大まかにいえば、「ネット銀行」もしくは「地方銀行」ならバーチャルオフィス利用者でも口座開設できる可能性があります。さらにいえば、ネット銀行のほうが柔軟なところが多いです。

 

銀行 開設可否
GMOあおぞらネット銀行 ◯可能性あり
楽天銀行 ◯可能性あり
PayPay銀行
(旧ジャパンネット銀行)
◯可能性あり
住信SBIネット銀行 ◯可能性あり
イオン銀行 ×不可
りそな銀行 ◯可能性あり
ゆうちょ銀行 ◯可能性あり
新生銀行 ◯可能性あり

 

□ むずかしい/不可な銀行(都市銀行、信用金庫)

一方で、創業初期は開設可能性の低い銀行や、そもそもバーチャルオフィスではNGの銀行もあります。具体的には「都市銀行(メガバンク)」と「信用金庫」にその傾向があります。

 

銀行 開設可否
三菱UFJ銀行 〇一応可
三井住友銀行 〇一応可
みずほ銀行 〇一応可
信用金庫全般 ×不可
登録住所と実際の事業所が異なると、口座開設は否認されます

メモ:紹介や個人時代から取引あると反応が変わることも
ちなみに、通常審査のむずかしい都市銀行や信用金庫でも、①紹介者がいたり、②個人事業時代から取引実績のあるところだと、口座開設できる可能性があります。

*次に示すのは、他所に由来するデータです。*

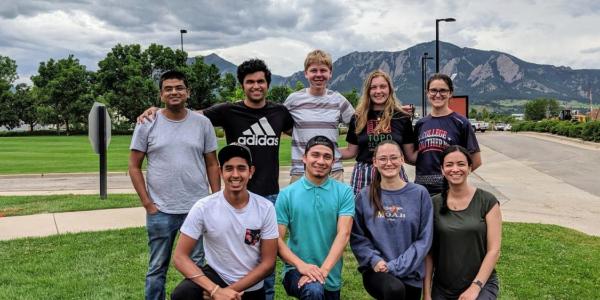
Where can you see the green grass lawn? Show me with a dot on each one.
(74, 154)
(538, 262)
(29, 205)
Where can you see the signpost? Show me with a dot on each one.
(99, 127)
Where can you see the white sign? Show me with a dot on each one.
(93, 121)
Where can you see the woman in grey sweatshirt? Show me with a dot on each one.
(392, 230)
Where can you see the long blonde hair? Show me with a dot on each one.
(392, 105)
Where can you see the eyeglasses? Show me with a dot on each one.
(384, 160)
(170, 89)
(443, 92)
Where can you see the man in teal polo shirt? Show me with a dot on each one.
(318, 212)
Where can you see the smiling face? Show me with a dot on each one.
(388, 160)
(318, 74)
(236, 172)
(255, 87)
(438, 94)
(318, 161)
(456, 168)
(174, 93)
(379, 92)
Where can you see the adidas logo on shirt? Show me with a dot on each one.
(260, 134)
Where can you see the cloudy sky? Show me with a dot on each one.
(553, 32)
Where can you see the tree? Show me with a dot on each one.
(473, 113)
(279, 93)
(541, 108)
(8, 74)
(126, 80)
(352, 97)
(25, 105)
(64, 89)
(205, 82)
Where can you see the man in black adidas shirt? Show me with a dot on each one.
(256, 123)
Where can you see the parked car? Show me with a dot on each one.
(502, 127)
(479, 125)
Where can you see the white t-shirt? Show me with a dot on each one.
(232, 236)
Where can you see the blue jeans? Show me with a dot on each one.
(162, 230)
(269, 281)
(309, 291)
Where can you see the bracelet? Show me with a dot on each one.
(196, 276)
(214, 290)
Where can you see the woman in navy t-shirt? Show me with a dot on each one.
(378, 117)
(438, 130)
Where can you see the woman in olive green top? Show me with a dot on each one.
(466, 238)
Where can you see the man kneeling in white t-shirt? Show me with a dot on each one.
(240, 234)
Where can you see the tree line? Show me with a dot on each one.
(63, 90)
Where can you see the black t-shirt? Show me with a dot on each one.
(434, 135)
(260, 130)
(401, 132)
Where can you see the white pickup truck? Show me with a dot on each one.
(479, 125)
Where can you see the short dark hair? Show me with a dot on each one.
(172, 74)
(443, 77)
(252, 66)
(319, 140)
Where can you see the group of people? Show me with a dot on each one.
(407, 244)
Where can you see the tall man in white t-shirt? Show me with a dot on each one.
(240, 234)
(317, 110)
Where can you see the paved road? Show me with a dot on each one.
(576, 165)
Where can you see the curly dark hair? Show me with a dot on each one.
(252, 66)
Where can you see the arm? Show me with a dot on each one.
(311, 271)
(212, 171)
(342, 237)
(349, 152)
(476, 160)
(268, 252)
(493, 220)
(190, 270)
(410, 260)
(410, 154)
(427, 281)
(136, 158)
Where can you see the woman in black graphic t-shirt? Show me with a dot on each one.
(438, 130)
(378, 117)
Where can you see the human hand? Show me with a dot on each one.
(313, 272)
(151, 208)
(471, 293)
(149, 114)
(381, 266)
(227, 294)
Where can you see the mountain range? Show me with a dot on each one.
(485, 76)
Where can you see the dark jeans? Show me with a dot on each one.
(269, 281)
(189, 290)
(162, 229)
(385, 286)
(488, 292)
(309, 291)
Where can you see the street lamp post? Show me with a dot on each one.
(182, 31)
(437, 41)
(424, 59)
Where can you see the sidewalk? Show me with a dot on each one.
(526, 195)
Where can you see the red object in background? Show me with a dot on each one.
(460, 104)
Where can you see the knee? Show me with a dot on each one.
(313, 290)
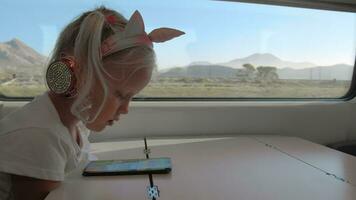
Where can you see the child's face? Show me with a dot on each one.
(119, 96)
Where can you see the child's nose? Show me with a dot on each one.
(124, 107)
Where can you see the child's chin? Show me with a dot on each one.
(96, 128)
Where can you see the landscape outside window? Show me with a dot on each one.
(229, 50)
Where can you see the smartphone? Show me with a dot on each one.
(128, 167)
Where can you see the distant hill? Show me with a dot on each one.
(200, 71)
(15, 56)
(338, 72)
(266, 59)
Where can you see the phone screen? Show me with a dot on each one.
(128, 167)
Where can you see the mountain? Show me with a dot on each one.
(15, 56)
(266, 59)
(338, 72)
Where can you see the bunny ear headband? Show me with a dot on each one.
(134, 35)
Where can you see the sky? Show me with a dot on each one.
(216, 31)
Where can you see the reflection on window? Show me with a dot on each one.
(230, 50)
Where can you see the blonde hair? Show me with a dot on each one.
(83, 38)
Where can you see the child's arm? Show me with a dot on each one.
(31, 188)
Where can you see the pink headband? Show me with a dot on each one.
(134, 35)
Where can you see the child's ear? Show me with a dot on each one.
(164, 34)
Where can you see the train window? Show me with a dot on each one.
(231, 50)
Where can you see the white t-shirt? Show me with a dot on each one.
(35, 143)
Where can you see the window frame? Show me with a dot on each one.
(333, 5)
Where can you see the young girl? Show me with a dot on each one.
(100, 61)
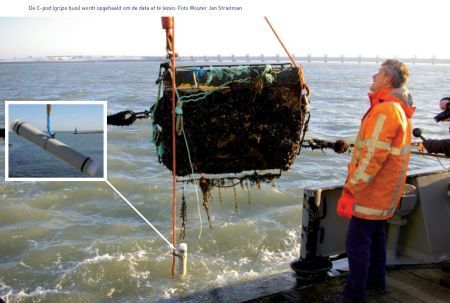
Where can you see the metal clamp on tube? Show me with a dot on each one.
(56, 147)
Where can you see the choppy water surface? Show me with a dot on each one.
(27, 160)
(79, 242)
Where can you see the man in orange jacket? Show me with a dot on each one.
(375, 181)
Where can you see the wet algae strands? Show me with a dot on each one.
(234, 118)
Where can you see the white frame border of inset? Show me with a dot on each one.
(80, 179)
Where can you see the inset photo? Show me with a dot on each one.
(55, 140)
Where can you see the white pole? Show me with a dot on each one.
(182, 255)
(56, 147)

とくに②は該当する起業家もいると思いますので、一度窓口に相談してみてもいいかもしれません。

 

口座開設の流れ(概要)

ざっくりですが、銀行口座の開設手続きは以下の流れで進みます。ポイントは、銀行から賃貸契約書や事業概要書の提出を求められるので、事前に準備しておくことです。

  1. 事前準備:オフィス契約
  2. 事業説明書準備
  3. 申し込み
  4. 審査
  5. 開設

ここまでの話もまとめつつ、口座開設の流れでポイントをお伝えすると、総じて金融機関側は門戸を開いてきています。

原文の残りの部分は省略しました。